The Internal Market and International Trade Committees of the European Parliament have approved and amended a draft regulation against forced labor prepared by the European Commission. The proposal covers all products and does not target specific companies or industries.
“The draft regulation would put in place a framework to investigate the use of forced labor in companies’ supply chains,” the European Parliament said. “If it is proven that a company has used forced labor, all import and export of the related goods would be halted at the EU’s borders and companies would also have to withdraw goods that have already reached the EU market.”
The members of parliament approved the draft regulation and also made amendments. For instance, the revised version now requires companies operating in high-risk areas, rather than public authorities, to demonstrate that they do not use forced labor.
It also says that prohibited products can re-enter the EU market if the related producer can prove they have ceased using forced labor in their operations or supply chain. The committees also harmonized the definition of forced labor with the International Labour Standards.
“The ban that we have voted for today will be essential in blocking products made using modern slavery and taking away the economic incentive for companies to engage in forced labor,” said co-rapporteur Samira Rafaela. “It will protect whistle-blowers, provide remedy to victims, and defend our businesses and SMEs from unethical competition.”

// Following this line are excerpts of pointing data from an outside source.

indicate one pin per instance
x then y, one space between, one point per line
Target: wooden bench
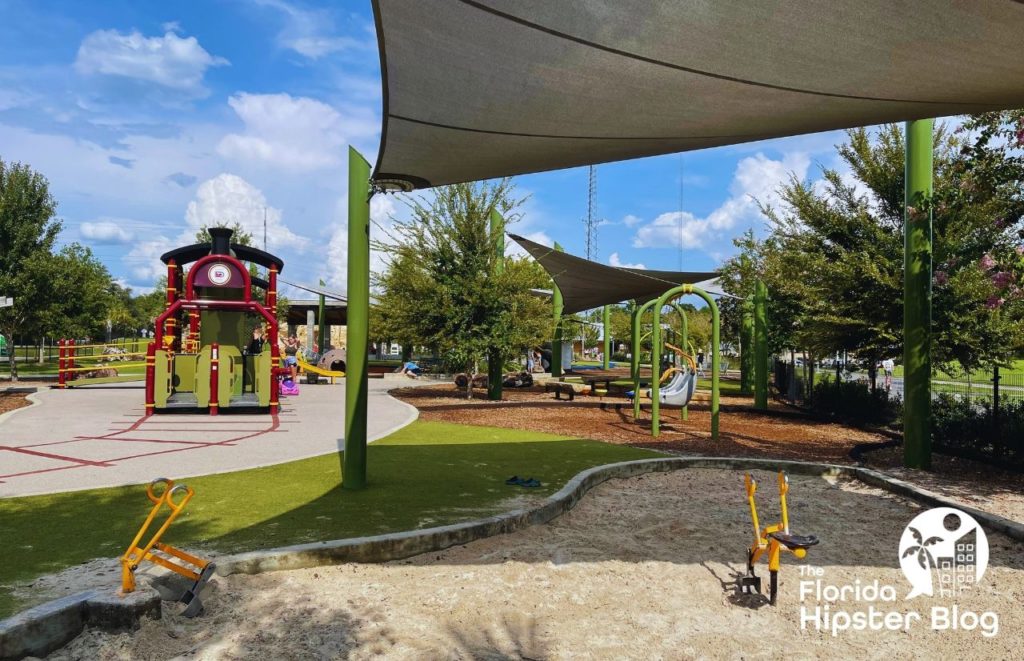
559 390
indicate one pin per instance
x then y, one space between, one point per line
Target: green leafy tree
28 230
80 294
834 258
440 290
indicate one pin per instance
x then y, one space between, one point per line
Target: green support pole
918 297
637 339
634 342
747 346
761 346
606 321
322 321
655 400
495 362
685 413
354 461
556 339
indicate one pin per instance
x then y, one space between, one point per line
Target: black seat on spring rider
794 541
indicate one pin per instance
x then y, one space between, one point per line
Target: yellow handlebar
783 488
688 357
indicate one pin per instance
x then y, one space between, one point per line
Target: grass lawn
427 474
1016 370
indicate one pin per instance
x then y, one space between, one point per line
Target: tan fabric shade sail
586 284
475 89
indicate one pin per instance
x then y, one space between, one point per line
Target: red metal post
274 360
214 381
151 377
172 280
271 291
60 365
178 319
271 309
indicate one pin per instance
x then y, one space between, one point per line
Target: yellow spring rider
186 565
772 539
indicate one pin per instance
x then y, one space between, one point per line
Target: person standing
291 353
889 365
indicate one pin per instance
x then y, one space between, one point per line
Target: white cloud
227 200
105 231
614 261
222 201
143 259
307 32
178 62
382 210
757 179
296 133
9 98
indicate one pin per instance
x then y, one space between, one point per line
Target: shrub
966 429
852 400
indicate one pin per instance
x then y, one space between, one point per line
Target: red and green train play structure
199 357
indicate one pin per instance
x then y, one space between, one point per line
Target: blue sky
152 119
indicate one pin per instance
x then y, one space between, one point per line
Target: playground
640 568
222 489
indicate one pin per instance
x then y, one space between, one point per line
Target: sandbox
641 568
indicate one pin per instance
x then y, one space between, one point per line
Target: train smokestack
221 240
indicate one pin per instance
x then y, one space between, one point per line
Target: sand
642 568
781 433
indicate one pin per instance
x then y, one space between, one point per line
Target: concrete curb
49 626
32 397
44 628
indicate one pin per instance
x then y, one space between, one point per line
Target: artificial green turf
427 474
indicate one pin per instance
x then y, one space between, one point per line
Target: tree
78 296
834 258
28 230
440 290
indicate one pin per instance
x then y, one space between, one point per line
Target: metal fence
791 383
47 350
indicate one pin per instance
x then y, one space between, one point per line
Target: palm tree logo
925 558
942 548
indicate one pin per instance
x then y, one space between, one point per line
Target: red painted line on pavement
187 445
59 468
142 440
54 456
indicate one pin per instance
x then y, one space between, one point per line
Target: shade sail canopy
475 89
586 284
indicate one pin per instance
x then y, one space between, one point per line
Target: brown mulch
9 401
780 433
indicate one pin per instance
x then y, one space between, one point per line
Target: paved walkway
97 437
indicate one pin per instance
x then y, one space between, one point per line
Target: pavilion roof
586 284
475 89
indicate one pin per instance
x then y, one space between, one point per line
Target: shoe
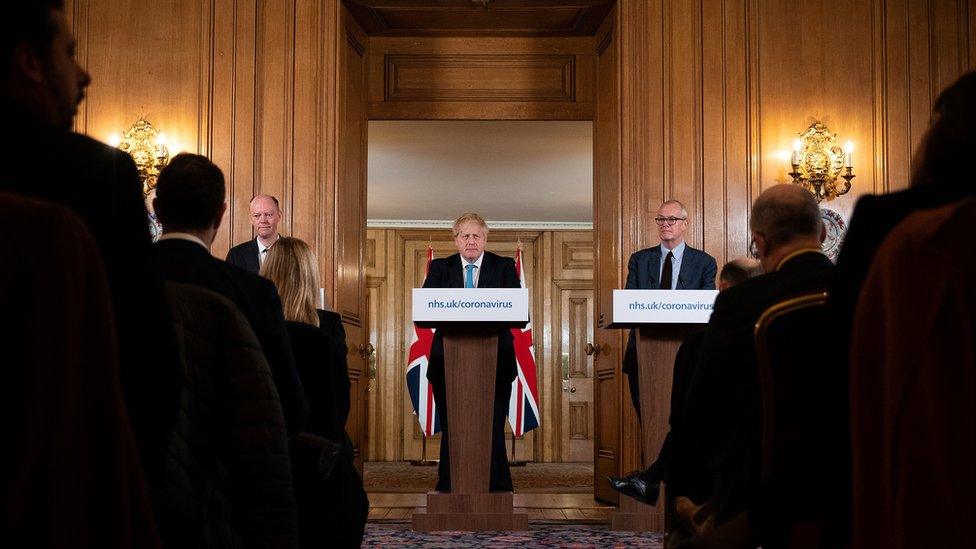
632 485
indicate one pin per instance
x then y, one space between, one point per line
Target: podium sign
469 321
470 305
662 306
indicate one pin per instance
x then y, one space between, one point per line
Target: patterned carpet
385 535
539 478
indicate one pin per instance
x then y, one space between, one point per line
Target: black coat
722 406
229 478
873 218
245 256
496 272
332 509
256 297
101 185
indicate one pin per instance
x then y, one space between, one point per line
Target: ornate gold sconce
148 147
818 161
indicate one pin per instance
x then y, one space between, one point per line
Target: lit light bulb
797 147
849 154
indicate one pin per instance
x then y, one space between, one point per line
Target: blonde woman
332 506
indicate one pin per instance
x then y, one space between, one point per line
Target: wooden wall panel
699 100
481 78
158 71
608 222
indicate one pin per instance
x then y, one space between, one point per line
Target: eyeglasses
668 221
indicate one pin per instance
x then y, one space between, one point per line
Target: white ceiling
517 171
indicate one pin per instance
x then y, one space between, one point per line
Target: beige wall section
556 263
250 84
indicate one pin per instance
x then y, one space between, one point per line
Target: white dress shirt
477 268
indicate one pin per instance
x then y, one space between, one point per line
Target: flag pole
512 462
423 461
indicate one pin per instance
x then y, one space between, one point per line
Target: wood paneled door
350 222
575 333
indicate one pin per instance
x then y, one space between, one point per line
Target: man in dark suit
190 205
265 215
41 87
672 265
940 177
683 478
722 405
473 267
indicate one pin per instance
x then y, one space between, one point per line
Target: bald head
785 218
265 215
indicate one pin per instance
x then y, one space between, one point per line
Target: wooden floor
541 508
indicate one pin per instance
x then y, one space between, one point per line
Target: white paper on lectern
470 304
663 306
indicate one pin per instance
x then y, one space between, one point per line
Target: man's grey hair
786 213
684 211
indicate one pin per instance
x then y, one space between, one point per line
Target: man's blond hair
469 217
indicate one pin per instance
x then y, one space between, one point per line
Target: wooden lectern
660 333
470 357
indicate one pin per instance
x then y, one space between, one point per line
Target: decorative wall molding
480 77
448 223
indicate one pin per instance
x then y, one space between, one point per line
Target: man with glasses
671 265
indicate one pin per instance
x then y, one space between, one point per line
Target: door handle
366 350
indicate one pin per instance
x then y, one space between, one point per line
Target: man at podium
473 267
672 265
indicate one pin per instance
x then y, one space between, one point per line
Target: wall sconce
818 161
148 148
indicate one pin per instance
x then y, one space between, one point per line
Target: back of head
951 139
738 271
784 214
292 266
189 193
26 22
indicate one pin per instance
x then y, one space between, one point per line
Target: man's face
265 217
471 240
64 79
670 226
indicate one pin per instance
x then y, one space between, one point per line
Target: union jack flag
523 407
421 393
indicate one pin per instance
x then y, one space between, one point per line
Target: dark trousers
634 390
501 476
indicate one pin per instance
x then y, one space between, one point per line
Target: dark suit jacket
643 273
256 297
722 406
245 256
330 323
496 272
101 185
332 510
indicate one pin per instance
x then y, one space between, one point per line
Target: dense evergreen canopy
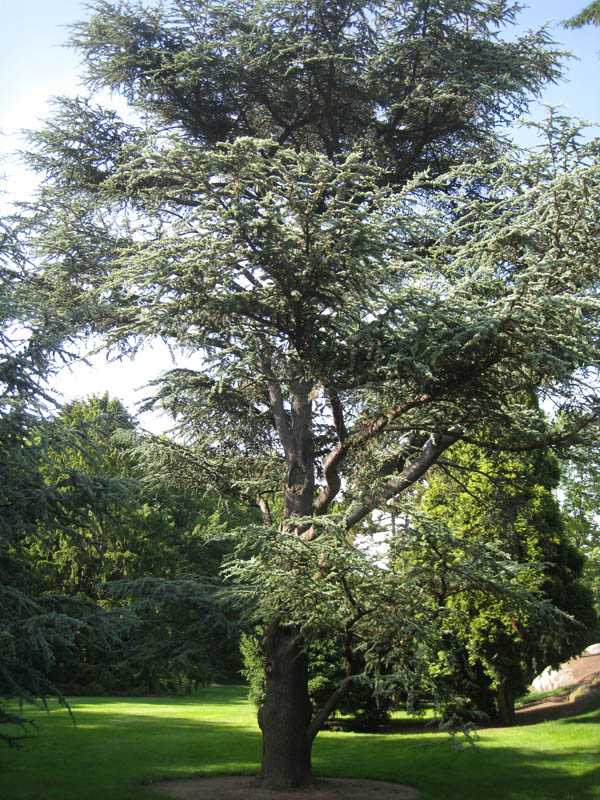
315 200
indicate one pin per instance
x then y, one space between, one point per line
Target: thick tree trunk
286 714
285 717
506 703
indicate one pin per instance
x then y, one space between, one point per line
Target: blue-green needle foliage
316 203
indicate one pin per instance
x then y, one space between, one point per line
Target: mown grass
118 744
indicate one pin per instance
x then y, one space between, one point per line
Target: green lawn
118 744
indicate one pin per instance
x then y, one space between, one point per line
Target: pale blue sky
35 66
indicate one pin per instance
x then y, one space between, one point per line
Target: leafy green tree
34 631
133 555
318 204
509 501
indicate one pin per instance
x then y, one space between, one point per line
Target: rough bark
286 714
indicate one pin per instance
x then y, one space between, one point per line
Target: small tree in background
508 500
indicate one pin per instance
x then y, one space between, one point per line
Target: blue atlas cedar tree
317 201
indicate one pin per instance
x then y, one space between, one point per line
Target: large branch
409 475
367 431
330 465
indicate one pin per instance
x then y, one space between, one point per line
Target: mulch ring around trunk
236 787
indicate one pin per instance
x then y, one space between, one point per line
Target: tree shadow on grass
489 770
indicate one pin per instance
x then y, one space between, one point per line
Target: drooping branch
365 433
409 475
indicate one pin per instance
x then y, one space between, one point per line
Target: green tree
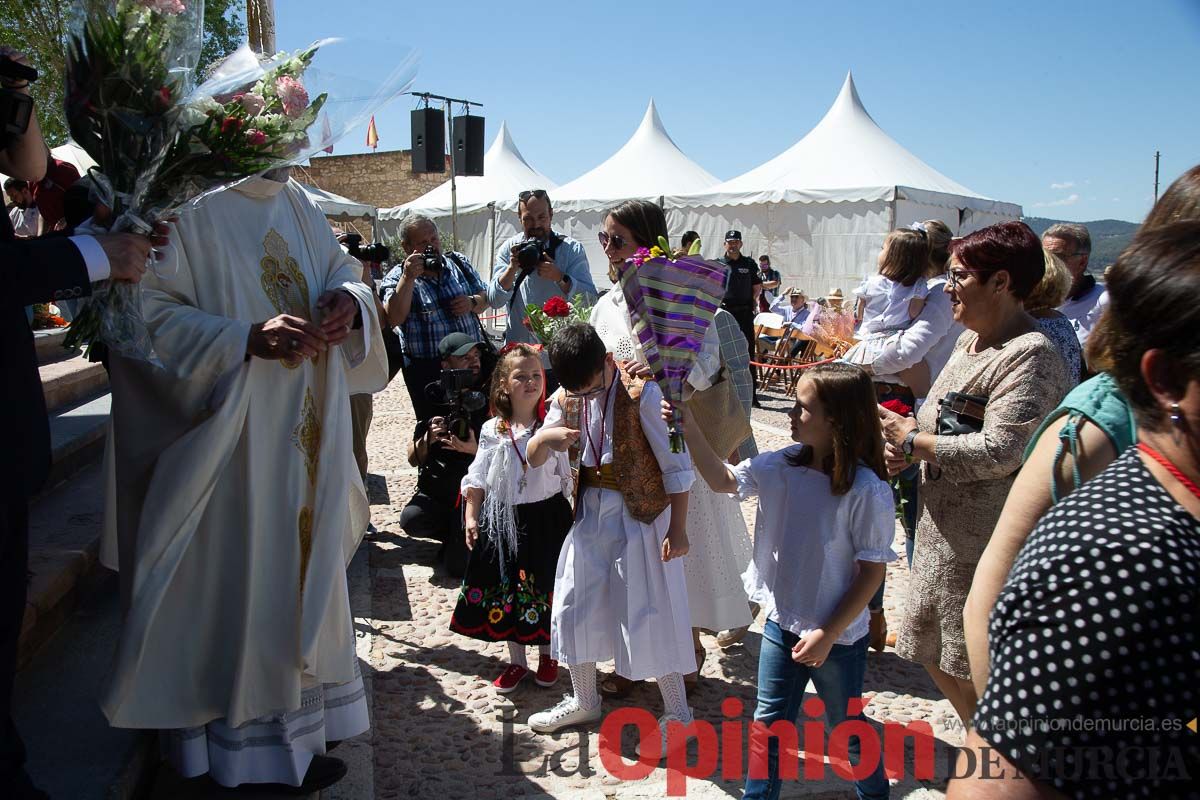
39 29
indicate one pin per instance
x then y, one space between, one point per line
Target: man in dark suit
34 270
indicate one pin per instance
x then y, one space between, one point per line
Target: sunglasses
615 240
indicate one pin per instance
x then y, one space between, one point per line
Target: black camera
433 259
529 254
376 252
455 388
15 107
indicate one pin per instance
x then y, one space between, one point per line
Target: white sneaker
564 715
665 743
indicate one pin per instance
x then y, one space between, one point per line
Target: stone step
77 437
48 344
71 379
71 749
64 546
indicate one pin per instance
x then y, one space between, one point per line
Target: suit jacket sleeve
41 270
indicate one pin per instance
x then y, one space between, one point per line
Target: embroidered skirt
513 605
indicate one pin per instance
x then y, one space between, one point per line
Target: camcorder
15 107
456 389
376 252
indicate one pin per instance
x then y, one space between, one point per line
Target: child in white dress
889 300
619 591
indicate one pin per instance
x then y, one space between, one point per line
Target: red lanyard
1170 468
604 417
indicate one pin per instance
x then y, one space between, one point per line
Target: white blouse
497 464
808 541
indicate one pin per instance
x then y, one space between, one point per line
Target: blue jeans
781 684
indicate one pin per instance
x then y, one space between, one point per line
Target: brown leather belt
601 477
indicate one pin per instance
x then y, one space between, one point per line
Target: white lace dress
719 543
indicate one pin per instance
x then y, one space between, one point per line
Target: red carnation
898 405
556 307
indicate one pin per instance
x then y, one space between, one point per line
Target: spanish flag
372 134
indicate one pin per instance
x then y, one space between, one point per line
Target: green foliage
39 29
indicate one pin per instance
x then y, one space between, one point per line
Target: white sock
583 683
675 696
516 654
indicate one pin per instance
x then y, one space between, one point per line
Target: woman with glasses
718 537
1001 382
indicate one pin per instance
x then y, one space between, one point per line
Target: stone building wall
382 179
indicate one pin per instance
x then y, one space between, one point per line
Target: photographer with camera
35 270
443 446
535 265
427 298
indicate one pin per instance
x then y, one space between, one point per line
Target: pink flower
165 6
252 103
293 96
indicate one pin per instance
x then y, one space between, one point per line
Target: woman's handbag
959 414
718 411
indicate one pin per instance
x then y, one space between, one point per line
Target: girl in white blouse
823 534
515 519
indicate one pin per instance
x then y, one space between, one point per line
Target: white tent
822 208
337 206
481 226
649 166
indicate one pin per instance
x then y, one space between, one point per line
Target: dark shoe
323 773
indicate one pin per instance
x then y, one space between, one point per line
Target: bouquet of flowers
161 142
671 304
547 319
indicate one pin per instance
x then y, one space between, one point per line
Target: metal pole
1156 175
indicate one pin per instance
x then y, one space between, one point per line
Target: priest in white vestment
234 498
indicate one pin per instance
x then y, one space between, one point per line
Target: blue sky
1056 106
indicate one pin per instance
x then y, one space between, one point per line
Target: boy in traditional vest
619 591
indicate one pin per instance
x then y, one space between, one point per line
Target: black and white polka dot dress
1095 644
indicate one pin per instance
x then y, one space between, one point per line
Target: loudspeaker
468 145
429 140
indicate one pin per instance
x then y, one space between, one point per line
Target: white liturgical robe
234 498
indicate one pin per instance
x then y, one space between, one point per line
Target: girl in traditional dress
516 517
822 539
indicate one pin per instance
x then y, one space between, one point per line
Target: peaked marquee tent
480 199
822 208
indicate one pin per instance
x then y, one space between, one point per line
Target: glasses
540 193
615 240
957 276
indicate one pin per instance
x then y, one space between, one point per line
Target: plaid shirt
736 358
430 319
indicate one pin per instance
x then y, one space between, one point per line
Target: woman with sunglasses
1001 382
718 537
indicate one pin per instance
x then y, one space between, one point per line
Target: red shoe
509 679
547 672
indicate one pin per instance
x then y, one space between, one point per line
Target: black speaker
468 145
429 140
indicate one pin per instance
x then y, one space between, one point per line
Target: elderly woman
718 537
1043 306
1002 379
1099 618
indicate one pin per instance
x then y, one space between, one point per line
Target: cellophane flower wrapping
161 142
671 305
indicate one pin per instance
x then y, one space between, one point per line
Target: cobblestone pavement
439 729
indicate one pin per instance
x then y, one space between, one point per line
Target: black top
1095 644
443 470
743 277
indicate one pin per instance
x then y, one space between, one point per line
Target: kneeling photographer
444 445
430 295
535 265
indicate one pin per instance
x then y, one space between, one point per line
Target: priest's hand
339 312
286 337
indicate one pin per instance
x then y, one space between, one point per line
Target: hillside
1109 238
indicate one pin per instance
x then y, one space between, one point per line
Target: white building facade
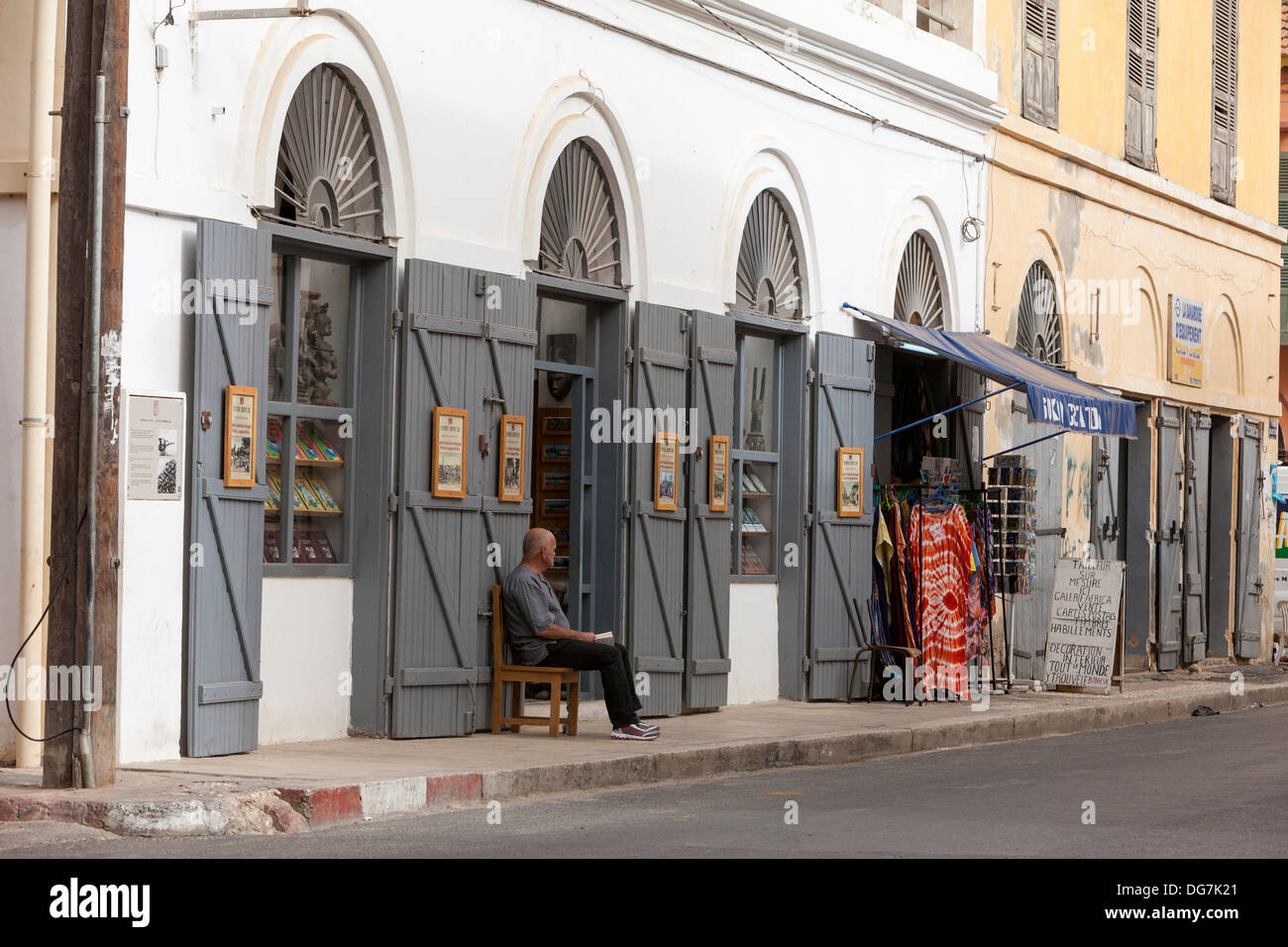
690 114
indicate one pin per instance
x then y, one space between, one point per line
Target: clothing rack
970 497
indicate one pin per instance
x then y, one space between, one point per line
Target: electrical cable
53 595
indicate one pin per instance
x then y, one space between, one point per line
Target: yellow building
1132 241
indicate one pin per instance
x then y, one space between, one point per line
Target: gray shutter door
840 553
706 637
1107 512
1247 590
226 569
1030 613
1168 534
1198 434
660 368
467 342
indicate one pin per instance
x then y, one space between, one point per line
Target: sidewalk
295 787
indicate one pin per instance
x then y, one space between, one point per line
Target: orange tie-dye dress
939 545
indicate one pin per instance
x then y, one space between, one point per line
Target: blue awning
1054 397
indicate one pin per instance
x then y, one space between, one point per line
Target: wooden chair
518 676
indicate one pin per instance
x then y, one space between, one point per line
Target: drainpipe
40 176
95 317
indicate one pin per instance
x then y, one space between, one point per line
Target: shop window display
304 514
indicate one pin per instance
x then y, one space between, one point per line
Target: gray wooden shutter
1247 590
1225 97
1030 612
1141 81
468 342
660 368
1198 434
840 551
706 638
1107 509
1039 62
226 566
1168 534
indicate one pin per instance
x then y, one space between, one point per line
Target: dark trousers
613 668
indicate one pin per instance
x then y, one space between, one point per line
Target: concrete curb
292 809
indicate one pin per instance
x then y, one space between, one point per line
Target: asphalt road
1210 788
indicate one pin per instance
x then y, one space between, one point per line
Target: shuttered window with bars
1041 91
1141 82
1225 97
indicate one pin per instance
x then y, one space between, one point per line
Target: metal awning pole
948 411
1026 444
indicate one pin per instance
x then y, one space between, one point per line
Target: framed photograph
849 480
557 424
447 464
555 479
666 453
241 412
514 432
717 474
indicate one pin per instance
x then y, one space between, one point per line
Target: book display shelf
318 484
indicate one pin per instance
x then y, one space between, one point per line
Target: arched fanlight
918 295
580 236
1038 333
769 273
327 172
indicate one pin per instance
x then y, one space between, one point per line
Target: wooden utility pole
97 40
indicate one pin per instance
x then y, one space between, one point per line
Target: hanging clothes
940 551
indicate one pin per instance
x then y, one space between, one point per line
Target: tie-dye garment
939 547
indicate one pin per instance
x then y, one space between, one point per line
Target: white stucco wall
472 105
752 642
304 652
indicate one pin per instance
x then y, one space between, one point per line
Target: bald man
539 634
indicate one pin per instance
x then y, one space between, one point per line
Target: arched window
327 172
580 235
918 295
769 273
1038 331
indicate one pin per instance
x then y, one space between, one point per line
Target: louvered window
1041 93
1283 250
1141 82
1225 97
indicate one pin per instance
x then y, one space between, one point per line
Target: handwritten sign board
1086 624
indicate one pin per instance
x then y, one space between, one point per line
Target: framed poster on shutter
241 410
666 450
514 431
849 480
717 472
447 466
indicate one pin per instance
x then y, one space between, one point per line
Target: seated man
539 634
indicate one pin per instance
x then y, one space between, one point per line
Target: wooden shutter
1141 82
657 569
840 553
230 348
458 351
1041 72
706 637
1225 97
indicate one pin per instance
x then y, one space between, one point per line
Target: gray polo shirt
529 607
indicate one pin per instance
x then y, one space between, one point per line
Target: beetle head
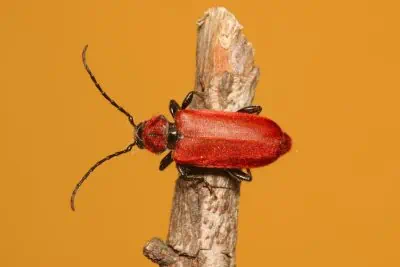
153 134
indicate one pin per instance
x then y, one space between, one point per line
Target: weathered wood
203 223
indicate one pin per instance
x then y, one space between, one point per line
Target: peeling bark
203 223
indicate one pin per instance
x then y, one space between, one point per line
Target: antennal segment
78 185
130 118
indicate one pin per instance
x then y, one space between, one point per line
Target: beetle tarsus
251 110
166 161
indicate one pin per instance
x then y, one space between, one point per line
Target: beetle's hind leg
251 110
240 175
166 161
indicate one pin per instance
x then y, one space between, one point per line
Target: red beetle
204 139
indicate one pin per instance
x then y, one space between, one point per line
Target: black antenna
126 150
130 118
78 185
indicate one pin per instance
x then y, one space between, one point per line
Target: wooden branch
203 223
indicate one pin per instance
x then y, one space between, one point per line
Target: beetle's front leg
240 175
251 110
173 107
189 97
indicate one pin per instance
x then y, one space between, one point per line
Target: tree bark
204 221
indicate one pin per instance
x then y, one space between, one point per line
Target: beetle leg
240 175
189 97
251 110
173 107
166 161
185 174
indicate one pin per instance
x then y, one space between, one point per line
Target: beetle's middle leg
251 110
240 175
166 161
186 173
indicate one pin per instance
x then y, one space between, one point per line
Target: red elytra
215 139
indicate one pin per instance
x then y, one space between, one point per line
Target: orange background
329 77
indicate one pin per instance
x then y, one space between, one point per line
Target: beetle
203 139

The European Solar Manufacturing Council (ESMC), which recently urged the European Union to adopt legislation against forced labor in the PV industry, welcomed the vote. However, it said that it is concerned that it will take too long time until the legislation is enforced.
“We are afraid it will not be as effective as needed,” the association said in a statement.
The ESMC is an industry association that was created in 2019 with the aim of promoting the interests of the European PV manufacturing sector.